Can anyone explain how the complexity of option C is O(logn).

# Explain Option C

**mpmaan**#3

In option D,’ i’ is repeatedly divided by 2. At some point, ‘i’ will become 0. After that ‘i/2’ will still be 0. So, I think that it is an infinite loop. (condition : i > -1)

**dishom**#4

i=1,2^1,2^2,2^3…let 2^k

loop became false @ i>n

i.e, 2^k>n

therefore k=log n

and out of the 4 staement logn is the lowest time used ,so efficient

i starts from 1 and then increments as follows :

**i = 1**

**i = 2**

**i = 2^2**

**i = 2^3**

**.**

**.**

**.**

**i = 2^k** where k is an arbitrary integer.

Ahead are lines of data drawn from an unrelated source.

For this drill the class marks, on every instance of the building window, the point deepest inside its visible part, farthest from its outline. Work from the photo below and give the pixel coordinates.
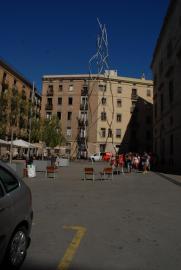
(102, 87)
(118, 133)
(59, 101)
(119, 102)
(161, 103)
(4, 76)
(119, 90)
(48, 115)
(71, 87)
(171, 145)
(103, 132)
(103, 116)
(102, 148)
(171, 91)
(59, 115)
(69, 131)
(60, 88)
(103, 100)
(119, 117)
(110, 133)
(148, 135)
(69, 116)
(171, 120)
(155, 107)
(148, 119)
(50, 87)
(148, 93)
(70, 101)
(49, 101)
(160, 67)
(155, 79)
(169, 49)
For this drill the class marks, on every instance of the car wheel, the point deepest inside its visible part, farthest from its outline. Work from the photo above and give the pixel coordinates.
(17, 248)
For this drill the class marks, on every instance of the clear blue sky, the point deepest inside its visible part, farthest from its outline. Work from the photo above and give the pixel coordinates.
(59, 37)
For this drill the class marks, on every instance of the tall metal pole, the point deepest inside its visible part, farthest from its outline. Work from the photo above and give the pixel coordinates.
(30, 121)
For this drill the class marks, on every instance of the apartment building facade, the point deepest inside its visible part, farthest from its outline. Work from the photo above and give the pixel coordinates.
(19, 101)
(97, 114)
(166, 67)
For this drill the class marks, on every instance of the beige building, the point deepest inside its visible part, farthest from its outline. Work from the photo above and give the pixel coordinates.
(15, 102)
(98, 114)
(166, 66)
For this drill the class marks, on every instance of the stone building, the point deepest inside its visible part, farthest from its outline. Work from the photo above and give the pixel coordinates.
(97, 114)
(166, 66)
(18, 102)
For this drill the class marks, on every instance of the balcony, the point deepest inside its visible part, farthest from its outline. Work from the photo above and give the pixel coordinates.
(5, 84)
(84, 107)
(15, 90)
(82, 123)
(84, 91)
(134, 96)
(132, 109)
(49, 107)
(49, 93)
(23, 95)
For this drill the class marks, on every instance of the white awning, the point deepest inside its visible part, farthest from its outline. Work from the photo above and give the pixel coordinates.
(23, 144)
(4, 142)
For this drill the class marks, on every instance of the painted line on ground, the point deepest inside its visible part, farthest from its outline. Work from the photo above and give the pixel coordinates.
(72, 248)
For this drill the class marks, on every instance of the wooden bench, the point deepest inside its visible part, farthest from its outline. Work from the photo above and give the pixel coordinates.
(51, 170)
(107, 173)
(89, 172)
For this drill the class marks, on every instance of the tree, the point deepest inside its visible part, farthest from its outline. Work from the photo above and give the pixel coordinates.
(52, 133)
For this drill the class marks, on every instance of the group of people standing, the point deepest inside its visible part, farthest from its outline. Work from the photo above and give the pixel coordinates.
(141, 162)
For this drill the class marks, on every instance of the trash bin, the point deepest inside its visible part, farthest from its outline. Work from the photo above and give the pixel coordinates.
(31, 169)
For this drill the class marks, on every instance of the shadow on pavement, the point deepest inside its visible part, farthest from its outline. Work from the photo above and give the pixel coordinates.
(38, 266)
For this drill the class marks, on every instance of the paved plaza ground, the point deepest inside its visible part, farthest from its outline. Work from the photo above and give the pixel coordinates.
(130, 223)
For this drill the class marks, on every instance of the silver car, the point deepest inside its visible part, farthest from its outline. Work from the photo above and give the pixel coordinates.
(15, 218)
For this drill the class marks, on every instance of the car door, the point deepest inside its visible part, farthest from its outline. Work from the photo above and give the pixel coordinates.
(6, 217)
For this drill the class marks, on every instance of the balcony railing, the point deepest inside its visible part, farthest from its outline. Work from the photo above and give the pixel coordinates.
(84, 91)
(49, 107)
(82, 123)
(5, 85)
(84, 107)
(49, 93)
(134, 96)
(132, 109)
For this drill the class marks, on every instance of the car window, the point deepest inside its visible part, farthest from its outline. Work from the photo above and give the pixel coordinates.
(9, 181)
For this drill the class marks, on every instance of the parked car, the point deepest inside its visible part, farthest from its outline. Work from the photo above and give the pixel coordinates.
(15, 218)
(107, 156)
(96, 157)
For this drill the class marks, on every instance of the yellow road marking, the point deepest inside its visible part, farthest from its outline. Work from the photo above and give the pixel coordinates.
(70, 252)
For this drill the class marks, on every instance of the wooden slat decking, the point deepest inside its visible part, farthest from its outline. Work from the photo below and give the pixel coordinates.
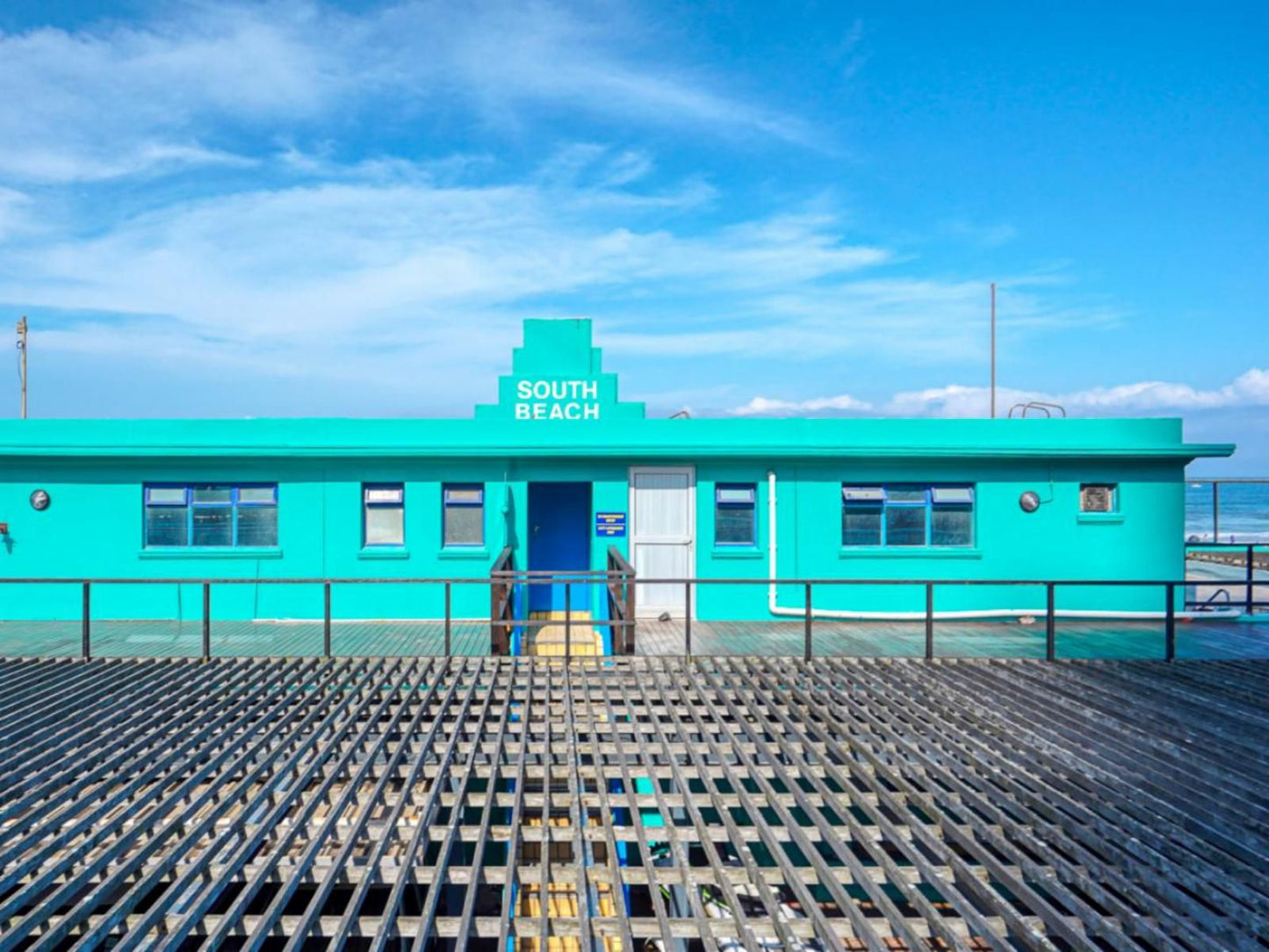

**the upper limit of loop is i < n.**

**=> 2^k = n-1**

for calculating time complexity we use Apriori analysis hence *use approximations*

therefore using approximation here

2^k = n

Taking log (with base 2) on both sides , we get :

**=> log (2^k) = log n**

**=> k log 2 = log n**

**=> k = log n --(1)**

So , one iteration time complexity is O(1) then for k iterations time complexity will be O(k).

Using equation (1), we get :

**T(n) = O(log n)**